Твои требования не выполнены. И потому ты волен разоблачить меня. Все в твоей власти. Однако же не спеши, Александр. Не спеши отвечать мне. Только призрак был несказанно рад твоим письмам. Только он готов был лететь к тебе, чтоб увидеть тебя, говорить с тобою, обнять и прижать тебя к сердцу и предъявить тебе множество доказательств того, поверить во что почти невозможно. Д-р же Казин неумолим и расчетлив. Он знает, что, оставшись наедине с собою, ты вынужден будешь отвергнуть язвительные сомнения желчного разума и поверить без всяких доводов, что где-то там, в захолустном штате Айова, в Богом забытой Декоре жадно рассматривал каждую буковку твоих ядовитых посланий твой прадед… словом, ты уже понял, наверное, что я распорядился послать тебе это письмо лишь после моей смерти, Сашенька, — моей настоящей смерти… Ну да, ну да… А может быть, д-р Казин вовсе не собирается умирать?.. И может быть, на последних страничках этого письмеца он только хотел продемонстрировать Вам, уважаемый Александр, как происходит вторжение неизбежного текста… Шучу, Саша, шучу. Твой прадед — неисправимый шутник.

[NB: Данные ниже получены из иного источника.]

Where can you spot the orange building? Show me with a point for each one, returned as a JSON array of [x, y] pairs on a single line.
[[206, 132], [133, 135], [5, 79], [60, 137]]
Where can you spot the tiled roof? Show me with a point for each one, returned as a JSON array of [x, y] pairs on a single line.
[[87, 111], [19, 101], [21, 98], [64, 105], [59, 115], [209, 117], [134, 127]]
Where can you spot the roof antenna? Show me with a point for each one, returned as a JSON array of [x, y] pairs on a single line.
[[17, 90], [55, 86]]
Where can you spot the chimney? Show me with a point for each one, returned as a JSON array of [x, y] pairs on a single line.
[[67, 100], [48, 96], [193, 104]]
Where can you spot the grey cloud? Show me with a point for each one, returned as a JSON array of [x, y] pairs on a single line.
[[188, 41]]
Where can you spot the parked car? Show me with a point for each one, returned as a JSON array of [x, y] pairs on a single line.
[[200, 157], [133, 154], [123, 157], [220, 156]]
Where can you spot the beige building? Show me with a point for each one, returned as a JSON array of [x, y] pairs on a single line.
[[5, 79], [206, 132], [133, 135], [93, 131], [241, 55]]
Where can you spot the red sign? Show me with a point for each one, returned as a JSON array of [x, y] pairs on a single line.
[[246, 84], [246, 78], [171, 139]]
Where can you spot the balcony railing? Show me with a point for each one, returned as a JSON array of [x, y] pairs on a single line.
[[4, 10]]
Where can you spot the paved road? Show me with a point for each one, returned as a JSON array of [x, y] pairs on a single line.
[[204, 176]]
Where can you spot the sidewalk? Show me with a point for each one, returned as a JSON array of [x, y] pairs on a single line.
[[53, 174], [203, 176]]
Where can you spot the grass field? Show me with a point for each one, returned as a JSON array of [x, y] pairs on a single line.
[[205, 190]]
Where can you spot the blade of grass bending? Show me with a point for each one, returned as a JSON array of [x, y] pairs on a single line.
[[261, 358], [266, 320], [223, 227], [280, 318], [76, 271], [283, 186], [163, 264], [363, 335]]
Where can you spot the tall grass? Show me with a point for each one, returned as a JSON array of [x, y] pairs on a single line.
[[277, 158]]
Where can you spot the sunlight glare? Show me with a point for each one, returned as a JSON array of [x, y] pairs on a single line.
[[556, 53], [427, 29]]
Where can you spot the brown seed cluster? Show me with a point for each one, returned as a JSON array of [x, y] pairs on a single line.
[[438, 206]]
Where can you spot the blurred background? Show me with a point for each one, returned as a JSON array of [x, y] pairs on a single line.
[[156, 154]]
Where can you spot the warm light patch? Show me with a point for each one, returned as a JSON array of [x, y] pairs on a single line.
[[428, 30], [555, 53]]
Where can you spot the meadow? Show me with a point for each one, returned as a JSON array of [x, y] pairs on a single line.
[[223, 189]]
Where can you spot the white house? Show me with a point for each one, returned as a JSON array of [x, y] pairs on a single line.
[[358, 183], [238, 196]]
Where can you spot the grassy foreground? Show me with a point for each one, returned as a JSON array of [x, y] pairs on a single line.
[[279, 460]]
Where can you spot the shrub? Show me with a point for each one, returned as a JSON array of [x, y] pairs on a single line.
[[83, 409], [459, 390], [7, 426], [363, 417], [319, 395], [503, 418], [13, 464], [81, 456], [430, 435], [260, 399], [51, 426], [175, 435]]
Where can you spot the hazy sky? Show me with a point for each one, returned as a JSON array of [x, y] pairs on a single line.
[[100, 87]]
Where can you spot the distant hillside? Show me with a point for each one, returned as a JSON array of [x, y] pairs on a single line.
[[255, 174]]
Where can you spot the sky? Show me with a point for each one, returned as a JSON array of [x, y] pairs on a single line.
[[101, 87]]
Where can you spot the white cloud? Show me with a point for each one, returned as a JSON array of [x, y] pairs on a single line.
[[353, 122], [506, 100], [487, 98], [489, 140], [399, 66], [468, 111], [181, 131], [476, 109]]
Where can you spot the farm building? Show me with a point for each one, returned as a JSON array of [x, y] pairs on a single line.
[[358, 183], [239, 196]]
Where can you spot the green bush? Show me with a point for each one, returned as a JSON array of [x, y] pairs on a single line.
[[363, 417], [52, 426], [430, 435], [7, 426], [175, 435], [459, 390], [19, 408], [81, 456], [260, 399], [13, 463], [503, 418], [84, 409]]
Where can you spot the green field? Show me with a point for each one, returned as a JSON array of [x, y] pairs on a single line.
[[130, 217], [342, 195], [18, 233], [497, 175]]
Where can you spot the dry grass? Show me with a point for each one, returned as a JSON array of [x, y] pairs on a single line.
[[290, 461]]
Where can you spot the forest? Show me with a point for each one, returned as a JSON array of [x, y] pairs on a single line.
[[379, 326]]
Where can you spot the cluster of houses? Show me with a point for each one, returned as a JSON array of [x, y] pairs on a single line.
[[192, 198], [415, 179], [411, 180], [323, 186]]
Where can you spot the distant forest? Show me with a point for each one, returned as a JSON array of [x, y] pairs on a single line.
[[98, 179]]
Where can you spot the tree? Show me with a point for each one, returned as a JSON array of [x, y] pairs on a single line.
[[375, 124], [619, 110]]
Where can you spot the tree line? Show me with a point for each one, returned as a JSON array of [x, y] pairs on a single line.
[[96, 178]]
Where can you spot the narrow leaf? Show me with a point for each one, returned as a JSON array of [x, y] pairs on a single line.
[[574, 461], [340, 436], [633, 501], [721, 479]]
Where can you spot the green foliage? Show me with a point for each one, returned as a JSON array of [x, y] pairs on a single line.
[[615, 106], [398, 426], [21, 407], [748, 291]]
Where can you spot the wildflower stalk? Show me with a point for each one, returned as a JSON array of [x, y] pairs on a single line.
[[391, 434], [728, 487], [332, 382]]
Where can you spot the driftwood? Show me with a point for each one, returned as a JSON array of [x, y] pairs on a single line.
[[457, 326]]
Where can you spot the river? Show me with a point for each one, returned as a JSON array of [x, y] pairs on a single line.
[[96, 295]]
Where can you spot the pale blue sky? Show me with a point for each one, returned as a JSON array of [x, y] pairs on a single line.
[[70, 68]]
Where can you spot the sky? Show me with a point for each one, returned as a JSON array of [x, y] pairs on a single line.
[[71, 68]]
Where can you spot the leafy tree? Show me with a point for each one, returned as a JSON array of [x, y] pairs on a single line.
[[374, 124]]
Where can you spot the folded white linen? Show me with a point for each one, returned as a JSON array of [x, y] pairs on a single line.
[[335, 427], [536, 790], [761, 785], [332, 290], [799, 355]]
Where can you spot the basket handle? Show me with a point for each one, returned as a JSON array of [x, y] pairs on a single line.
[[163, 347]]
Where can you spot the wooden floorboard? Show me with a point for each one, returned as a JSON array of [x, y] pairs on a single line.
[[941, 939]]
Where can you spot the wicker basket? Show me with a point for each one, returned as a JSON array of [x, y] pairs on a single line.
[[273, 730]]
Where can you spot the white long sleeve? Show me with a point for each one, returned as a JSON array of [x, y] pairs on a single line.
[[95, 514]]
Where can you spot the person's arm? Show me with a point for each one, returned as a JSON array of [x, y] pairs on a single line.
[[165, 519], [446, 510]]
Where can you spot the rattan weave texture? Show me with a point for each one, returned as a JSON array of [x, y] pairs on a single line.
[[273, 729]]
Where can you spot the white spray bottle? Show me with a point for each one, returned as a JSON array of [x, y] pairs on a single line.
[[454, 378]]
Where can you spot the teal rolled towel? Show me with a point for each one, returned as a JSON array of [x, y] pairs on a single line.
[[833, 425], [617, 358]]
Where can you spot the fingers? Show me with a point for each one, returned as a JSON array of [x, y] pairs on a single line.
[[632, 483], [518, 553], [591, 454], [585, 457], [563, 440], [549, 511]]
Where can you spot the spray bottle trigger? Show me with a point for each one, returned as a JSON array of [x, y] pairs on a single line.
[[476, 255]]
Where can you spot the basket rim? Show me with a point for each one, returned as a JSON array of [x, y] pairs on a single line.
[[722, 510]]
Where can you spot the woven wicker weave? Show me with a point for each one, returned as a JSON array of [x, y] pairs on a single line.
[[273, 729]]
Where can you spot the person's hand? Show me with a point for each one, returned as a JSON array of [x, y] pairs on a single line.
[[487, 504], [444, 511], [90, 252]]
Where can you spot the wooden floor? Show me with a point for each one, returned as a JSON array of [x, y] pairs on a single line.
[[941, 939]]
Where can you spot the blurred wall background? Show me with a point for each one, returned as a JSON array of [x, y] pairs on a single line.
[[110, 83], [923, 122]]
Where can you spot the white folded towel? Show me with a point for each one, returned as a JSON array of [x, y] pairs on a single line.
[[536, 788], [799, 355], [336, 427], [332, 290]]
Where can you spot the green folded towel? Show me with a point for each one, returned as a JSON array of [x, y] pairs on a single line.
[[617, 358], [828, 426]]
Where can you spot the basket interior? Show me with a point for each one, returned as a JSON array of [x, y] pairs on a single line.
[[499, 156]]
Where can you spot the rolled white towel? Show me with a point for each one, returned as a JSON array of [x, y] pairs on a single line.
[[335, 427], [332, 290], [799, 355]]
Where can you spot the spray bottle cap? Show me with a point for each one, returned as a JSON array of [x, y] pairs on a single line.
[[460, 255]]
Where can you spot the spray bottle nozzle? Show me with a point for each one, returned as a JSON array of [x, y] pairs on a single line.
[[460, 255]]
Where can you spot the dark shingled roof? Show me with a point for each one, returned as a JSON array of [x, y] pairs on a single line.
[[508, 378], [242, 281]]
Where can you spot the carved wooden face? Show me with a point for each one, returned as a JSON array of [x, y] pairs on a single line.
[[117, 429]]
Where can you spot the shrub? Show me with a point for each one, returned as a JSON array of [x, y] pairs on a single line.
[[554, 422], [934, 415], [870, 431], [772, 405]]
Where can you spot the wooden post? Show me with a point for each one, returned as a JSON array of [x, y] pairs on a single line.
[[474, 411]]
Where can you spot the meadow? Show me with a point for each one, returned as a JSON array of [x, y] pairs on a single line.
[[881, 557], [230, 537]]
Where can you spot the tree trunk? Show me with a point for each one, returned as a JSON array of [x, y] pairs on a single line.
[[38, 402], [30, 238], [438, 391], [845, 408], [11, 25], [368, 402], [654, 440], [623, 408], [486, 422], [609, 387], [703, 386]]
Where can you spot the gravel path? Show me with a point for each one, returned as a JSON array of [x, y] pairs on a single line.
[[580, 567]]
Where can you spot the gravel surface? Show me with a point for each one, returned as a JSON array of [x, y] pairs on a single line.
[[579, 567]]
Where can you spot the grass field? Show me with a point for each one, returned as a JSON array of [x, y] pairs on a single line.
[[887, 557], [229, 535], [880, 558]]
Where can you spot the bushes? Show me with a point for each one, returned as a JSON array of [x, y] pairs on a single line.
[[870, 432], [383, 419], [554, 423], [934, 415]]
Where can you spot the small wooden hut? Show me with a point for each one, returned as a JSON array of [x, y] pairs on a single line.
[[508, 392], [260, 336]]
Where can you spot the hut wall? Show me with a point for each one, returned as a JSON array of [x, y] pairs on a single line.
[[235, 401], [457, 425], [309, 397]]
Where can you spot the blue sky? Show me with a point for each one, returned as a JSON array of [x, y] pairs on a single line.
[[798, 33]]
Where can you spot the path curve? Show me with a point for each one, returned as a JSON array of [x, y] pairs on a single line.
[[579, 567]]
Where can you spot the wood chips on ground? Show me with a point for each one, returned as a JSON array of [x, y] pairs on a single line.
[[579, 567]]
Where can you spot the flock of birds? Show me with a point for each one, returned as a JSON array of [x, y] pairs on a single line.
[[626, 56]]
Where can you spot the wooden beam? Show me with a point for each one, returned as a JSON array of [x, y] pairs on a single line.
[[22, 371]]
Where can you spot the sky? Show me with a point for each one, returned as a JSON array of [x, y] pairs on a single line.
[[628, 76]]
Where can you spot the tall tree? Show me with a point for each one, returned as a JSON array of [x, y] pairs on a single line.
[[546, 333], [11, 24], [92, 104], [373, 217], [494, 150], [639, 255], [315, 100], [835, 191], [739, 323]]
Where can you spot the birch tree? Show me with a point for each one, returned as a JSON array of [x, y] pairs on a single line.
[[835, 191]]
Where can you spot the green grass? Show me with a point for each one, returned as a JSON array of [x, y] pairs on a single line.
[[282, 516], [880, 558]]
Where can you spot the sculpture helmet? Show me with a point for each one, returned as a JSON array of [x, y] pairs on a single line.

5Не знаю, зачем я пошел в тот душный июньский денек, когда получил это письмо, к горбатой Дашеньке? Что я хотел выяснить у несчастной старухи, неотлучно пребывающей в заповедном мире, чудесно выскользнувшем из потока времени и утвердившемся на неподвижных берегах ее сознания, исполненного нерушимых иллюзий… «Стасик играет на бильярде»… всегда, во веки веков. Боже мой! Я даже не могу припомнить хорошенько, о чем расспрашивал ее, лежавшую в смрадном тулупе на улице, на лавке, под низким окном осевшего в землю дома, — что кричал ей, нетерпеливо топая ногою и наклоняясь к ее глухому, источающему запах подвальной прохлады уху, — что требовал от нее?..
В Криничном переулке гудели и вздрагивали кусты, осторожно осаждаемые пчелами и на лету пронзаемые шмелями; тучные стрекозы ударялись об оконные стекла, падали на черный тулуп и на серое лицо старухи и тут же взлетали, мгновенно превращая в призрачное сияние передохнувшие крылья. Дашенька поднялась — как будто для того, чтоб окинуть взглядом картину июньского торжества насекомых; уставилась на дерзкий кустик, выросший прямо из стены ее дома, потом взглянула на меня. Да-да, она узнала меня… я тот самый чиновник по акцизной части, который вечно (от Сотворения мира до Судного дня!) преследовал и будет преследовать ее брата, проигравшись ему до копейки вне времени и пространства. Ее глаза — прежде тусклые, а теперь загоревшиеся, излучали ровный, чистый и яркий свет сумасшествия.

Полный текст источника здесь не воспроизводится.